Lots of people on the left – particularly multi-culturalists – flirt with moral relativism, but then behave inconsistently by giving reasons for what they hold to be morally right and wrong.
I’ve never met a leftist who was morally relativist; it seems to be a myth, or an “informed attribute”, like the claim that they are liberal.
Moral relativism always breaks down the moment that you mention the Ku Klux Klan.
Try it. It’s amazing how quickly ‘right and wrong’ pop back into the debate.
Tim, there are still people out there who believe the labour theory of value, for instance, or that because certain things are just “givens” of nature, like land, that it is immoral for people to own it outright and profit if its value rises for reasons other than their own actions. Such people, by the way, even have the brass neck to call themselves libertarians.
Well Johnathan, come to that, I’ve even seen Tim approvingly talking of Ricardo’s Iron Law Of Wages where wages are supposed to fall to “subsistence” because the landlords take everything above that. Which is bollocks.
There is actually a good argument for a one-off land redistribution when a society is moving out of feudalism, but that’s a different thing. There is a basic, and valid, observation that landowners are not producers, in that they bring nothing to market that would not exist if they did not. Nonetheless, Georgists et al then fall into the Smith/Ricardo/Marx trap of considering one group (rentiers) a “class monopoly” and erroneously therefore concluding that said class monopoly can capture all value (in the same way as under Marxism the bourgeois class captures all value).
Grauniad customers don’t use the same unit of currency as everyone else. They use subjective currency.
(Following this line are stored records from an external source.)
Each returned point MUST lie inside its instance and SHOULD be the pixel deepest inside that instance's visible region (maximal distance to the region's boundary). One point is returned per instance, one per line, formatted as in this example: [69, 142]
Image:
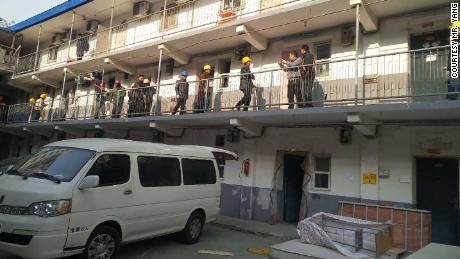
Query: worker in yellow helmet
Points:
[204, 90]
[246, 83]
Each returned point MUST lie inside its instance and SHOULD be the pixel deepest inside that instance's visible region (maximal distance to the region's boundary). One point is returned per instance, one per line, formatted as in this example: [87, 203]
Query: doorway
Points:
[293, 176]
[438, 191]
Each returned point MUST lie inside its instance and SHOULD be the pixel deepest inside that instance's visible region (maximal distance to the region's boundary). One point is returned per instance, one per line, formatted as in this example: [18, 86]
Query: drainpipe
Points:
[109, 40]
[164, 19]
[356, 54]
[70, 41]
[158, 83]
[38, 47]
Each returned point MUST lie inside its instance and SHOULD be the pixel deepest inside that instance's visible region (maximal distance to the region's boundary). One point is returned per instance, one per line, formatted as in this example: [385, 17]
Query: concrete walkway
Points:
[282, 231]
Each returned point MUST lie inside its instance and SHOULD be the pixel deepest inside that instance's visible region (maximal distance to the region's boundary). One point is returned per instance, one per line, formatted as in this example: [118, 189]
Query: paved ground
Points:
[214, 238]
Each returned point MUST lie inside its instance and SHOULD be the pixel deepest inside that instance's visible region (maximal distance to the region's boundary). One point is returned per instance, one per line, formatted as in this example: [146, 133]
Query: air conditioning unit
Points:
[347, 36]
[141, 9]
[57, 39]
[92, 25]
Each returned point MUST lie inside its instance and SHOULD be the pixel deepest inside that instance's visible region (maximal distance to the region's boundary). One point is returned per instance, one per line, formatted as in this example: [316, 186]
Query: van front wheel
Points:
[104, 242]
[192, 231]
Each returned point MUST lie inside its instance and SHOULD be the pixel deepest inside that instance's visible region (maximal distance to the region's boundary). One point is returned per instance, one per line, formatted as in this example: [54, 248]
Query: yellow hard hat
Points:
[246, 60]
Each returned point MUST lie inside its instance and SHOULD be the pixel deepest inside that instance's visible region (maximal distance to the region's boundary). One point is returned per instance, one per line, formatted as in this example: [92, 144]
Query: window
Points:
[198, 172]
[61, 162]
[323, 55]
[322, 172]
[224, 71]
[159, 171]
[112, 169]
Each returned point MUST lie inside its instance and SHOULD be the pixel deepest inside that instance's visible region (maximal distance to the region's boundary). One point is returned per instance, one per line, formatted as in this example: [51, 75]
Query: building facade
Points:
[383, 126]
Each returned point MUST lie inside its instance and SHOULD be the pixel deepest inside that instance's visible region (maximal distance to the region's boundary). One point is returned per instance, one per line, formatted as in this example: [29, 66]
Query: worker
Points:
[2, 109]
[181, 93]
[293, 74]
[117, 97]
[136, 98]
[204, 90]
[246, 84]
[307, 74]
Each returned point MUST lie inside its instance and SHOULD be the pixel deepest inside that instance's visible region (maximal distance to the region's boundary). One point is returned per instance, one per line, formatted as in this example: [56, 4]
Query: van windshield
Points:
[61, 163]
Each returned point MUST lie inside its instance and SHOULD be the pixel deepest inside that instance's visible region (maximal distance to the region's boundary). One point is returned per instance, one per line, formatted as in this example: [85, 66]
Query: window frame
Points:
[181, 175]
[326, 72]
[98, 155]
[315, 172]
[214, 163]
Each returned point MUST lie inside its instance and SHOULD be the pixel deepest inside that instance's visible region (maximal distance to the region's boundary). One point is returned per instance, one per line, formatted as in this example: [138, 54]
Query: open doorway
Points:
[438, 191]
[293, 178]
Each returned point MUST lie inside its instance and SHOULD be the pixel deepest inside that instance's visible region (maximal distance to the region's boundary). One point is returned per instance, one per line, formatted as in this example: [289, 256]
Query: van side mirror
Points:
[90, 181]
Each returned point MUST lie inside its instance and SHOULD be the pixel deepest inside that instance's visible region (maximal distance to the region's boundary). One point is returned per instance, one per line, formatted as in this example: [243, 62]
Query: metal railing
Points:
[185, 17]
[403, 77]
[7, 55]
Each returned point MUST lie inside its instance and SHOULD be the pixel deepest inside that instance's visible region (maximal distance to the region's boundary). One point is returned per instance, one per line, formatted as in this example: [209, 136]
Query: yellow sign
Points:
[369, 178]
[455, 24]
The standard unit of subjective currency is ‘The Niggling Guilt’. Ten Niggling Guilts make an Anxious, ten Anxiouses make a Shame, and 100 Shames make a Self-Loathing.
And if they care to do a little dabbling in the financial markets, they can also try more esoteric items, like the Pretense, the Snub, the Snirtle, etc.
In fact, have you got any scandum to spare Tim? Because I’ve got a two Self-Loathings and some Anxiouses to spare.
IanB, I have a monster book called Capitalism, by George Reisman, and he demolishes that “law” by Ricardo. Now Ricardo was a truly brilliant man in some ways, of course (even Marx had his good points).
The funny thing is, the idea of marginal value strikes us now as obvious but it was nonetheless a real leap of insight when the likes of Stanley Jevons, Leon Walras and Carl Menger cracked it back in the late 19th Century. (We tend to forget that Jonny Foreigners did come up with many of the better econ. ideas than us supposed more reasonable Brits).
Glad to see you despise Kevin Carson as much as I do, BTW. I haven’t the faintest idea why certain people think he’s so great. That’s for another thread.